100. Community Aspects of Recreation16

Recreational activities have long been associated with the family, the play group, the neighborhood, and the congeniality group, and in more complex societies also with economic, religious, or political secondary groups. In addition to these expressions of play within these narrower groups, the community itself, representing the combination of major interests of the inhabitants, has also been the focal point about which certain forms of play and leisure-time activities have revolved.
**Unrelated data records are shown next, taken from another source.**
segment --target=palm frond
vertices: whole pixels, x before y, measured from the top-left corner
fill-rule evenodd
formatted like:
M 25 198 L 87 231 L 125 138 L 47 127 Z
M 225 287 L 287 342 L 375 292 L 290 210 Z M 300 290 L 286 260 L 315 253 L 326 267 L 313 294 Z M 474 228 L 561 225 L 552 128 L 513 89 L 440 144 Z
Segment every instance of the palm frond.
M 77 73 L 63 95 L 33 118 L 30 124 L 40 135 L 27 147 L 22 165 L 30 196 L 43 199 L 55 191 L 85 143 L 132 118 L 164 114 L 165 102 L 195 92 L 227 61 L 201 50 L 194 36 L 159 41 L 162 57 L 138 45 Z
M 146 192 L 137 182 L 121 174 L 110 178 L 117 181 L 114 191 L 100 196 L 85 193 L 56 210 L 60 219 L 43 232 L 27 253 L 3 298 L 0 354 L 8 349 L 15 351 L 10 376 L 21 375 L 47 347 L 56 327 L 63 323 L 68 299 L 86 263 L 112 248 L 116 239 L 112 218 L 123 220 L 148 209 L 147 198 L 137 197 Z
In classical times gala days or community festivals were exceedingly frequent. In fact the drama itself probably arose out of community festive occasions as Jane Harrison’s Ancient Art and Ritual (1913) and as Gilbert Murray’s A History of Ancient Greek Literature (1897) have pointed out. These community festivals were often associated with religious rituals that had their origin in practical affairs such as planting, harvesting crops, or community activities concerned with war and peace. Certainly throughout the history of Greece and Rome such festival days of one sort or another were common. These centered around sports such as the Olympic games of Greece and the gladiatorial games of Rome. Others revolved around religious and political activities.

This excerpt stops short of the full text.